Contrary to recent reports, OpenAI’s internal research project known as “Q*” is probably not an AI technology that poses a threat to humanity. While initial headlines may have suggested otherwise, further investigation reveals that Q* may not be as groundbreaking or dangerous as it sounds. In fact, it may not be anything new at all.
Key Takeaway
OpenAI’s Q* project, which was initially portrayed as a potential threat to humanity, may not be as significant or dangerous as initially reported. It appears to be an extension of existing work surrounding Q-learning and A* algorithms. Many researchers believe that OpenAI’s ideas are not unique and are actively pursued by others in the field. While the true impact of Q* remains to be seen, it aligns with current trends in AI research and could offer advancements, particularly in improving the reasoning abilities of language models.

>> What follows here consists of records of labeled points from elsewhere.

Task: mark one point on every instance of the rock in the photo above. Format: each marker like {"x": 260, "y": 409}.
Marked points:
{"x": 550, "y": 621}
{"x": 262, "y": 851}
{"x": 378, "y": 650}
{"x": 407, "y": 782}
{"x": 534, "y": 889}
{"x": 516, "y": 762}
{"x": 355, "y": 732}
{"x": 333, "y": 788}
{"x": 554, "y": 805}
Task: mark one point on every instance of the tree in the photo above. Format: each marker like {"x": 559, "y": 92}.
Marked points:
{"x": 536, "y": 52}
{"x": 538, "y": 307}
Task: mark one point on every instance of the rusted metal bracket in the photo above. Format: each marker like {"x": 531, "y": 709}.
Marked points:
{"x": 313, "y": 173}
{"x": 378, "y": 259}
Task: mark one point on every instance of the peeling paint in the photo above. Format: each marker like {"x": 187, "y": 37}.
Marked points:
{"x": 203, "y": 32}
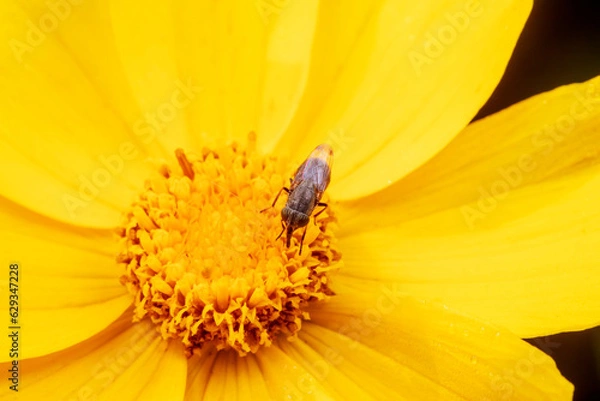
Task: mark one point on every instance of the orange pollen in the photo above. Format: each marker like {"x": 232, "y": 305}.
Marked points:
{"x": 203, "y": 262}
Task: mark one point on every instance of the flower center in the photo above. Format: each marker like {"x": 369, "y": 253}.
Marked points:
{"x": 205, "y": 265}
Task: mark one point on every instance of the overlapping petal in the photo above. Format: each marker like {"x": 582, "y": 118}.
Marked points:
{"x": 72, "y": 153}
{"x": 400, "y": 348}
{"x": 68, "y": 287}
{"x": 124, "y": 362}
{"x": 224, "y": 375}
{"x": 504, "y": 223}
{"x": 413, "y": 77}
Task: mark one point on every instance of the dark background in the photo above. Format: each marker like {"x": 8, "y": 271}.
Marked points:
{"x": 559, "y": 45}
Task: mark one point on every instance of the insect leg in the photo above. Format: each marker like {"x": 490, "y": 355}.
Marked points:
{"x": 324, "y": 206}
{"x": 302, "y": 240}
{"x": 282, "y": 230}
{"x": 277, "y": 197}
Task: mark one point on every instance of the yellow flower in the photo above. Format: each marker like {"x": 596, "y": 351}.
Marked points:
{"x": 439, "y": 242}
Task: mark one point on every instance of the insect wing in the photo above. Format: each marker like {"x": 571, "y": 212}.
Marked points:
{"x": 316, "y": 168}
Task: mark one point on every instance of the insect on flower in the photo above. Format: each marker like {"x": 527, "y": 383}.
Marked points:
{"x": 305, "y": 192}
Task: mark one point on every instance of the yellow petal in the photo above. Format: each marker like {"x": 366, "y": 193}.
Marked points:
{"x": 72, "y": 155}
{"x": 65, "y": 274}
{"x": 528, "y": 260}
{"x": 225, "y": 376}
{"x": 288, "y": 379}
{"x": 411, "y": 79}
{"x": 246, "y": 63}
{"x": 124, "y": 362}
{"x": 401, "y": 348}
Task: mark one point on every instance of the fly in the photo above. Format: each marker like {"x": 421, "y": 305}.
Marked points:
{"x": 304, "y": 194}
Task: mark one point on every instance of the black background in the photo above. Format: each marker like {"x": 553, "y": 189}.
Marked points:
{"x": 559, "y": 45}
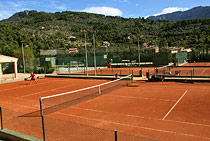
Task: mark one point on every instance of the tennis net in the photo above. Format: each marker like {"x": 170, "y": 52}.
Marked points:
{"x": 53, "y": 103}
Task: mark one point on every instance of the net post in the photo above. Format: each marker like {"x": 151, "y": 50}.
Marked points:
{"x": 132, "y": 77}
{"x": 42, "y": 116}
{"x": 99, "y": 90}
{"x": 115, "y": 135}
{"x": 1, "y": 118}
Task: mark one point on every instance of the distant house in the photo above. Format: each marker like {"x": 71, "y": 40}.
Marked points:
{"x": 72, "y": 38}
{"x": 73, "y": 50}
{"x": 8, "y": 59}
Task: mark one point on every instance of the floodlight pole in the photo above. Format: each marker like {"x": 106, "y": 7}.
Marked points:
{"x": 24, "y": 70}
{"x": 86, "y": 55}
{"x": 139, "y": 52}
{"x": 94, "y": 45}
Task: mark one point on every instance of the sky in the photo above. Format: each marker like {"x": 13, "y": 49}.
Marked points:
{"x": 122, "y": 8}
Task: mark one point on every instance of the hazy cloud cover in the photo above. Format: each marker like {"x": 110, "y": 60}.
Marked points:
{"x": 171, "y": 10}
{"x": 123, "y": 8}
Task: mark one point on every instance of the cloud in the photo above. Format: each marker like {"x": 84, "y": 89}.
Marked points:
{"x": 170, "y": 10}
{"x": 108, "y": 11}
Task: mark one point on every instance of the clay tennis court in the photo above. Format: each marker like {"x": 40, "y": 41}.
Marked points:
{"x": 146, "y": 110}
{"x": 121, "y": 71}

Background of the Q* Project
Last week, Reuters and The Information reported that OpenAI staff members had expressed concerns about the “prowess” and “potential danger” of the Q* project in a letter to the company’s board of directors. The letter claimed that Q* had the ability to solve certain math problems, although only at a grade-school level. However, there is uncertainty as to whether the letter was ever received by OpenAI’s board.
Upon closer examination, AI researchers, including Yann LeCun, the Chief AI Scientist at Meta, have expressed skepticism about the significance of Q*. The name Q* potentially refers to “Q-learning,” an AI technique that aids in learning and improving a specific task. Additionally, the asterisk may be a reference to A*, an algorithm used for exploring routes in graphs.
Q* in an Existing Context
Evidence suggests that Q* is not a groundbreaking breakthrough. Researchers have noted that Q-learning and A* algorithms have been around for a while. Google DeepMind already applied Q-learning in 2014 to develop an AI algorithm capable of playing Atari 2600 games at a human level. A* traces its origins back to a 1968 academic paper. Moreover, UC Irvine researchers have previously explored the combination of Q-learning with A*.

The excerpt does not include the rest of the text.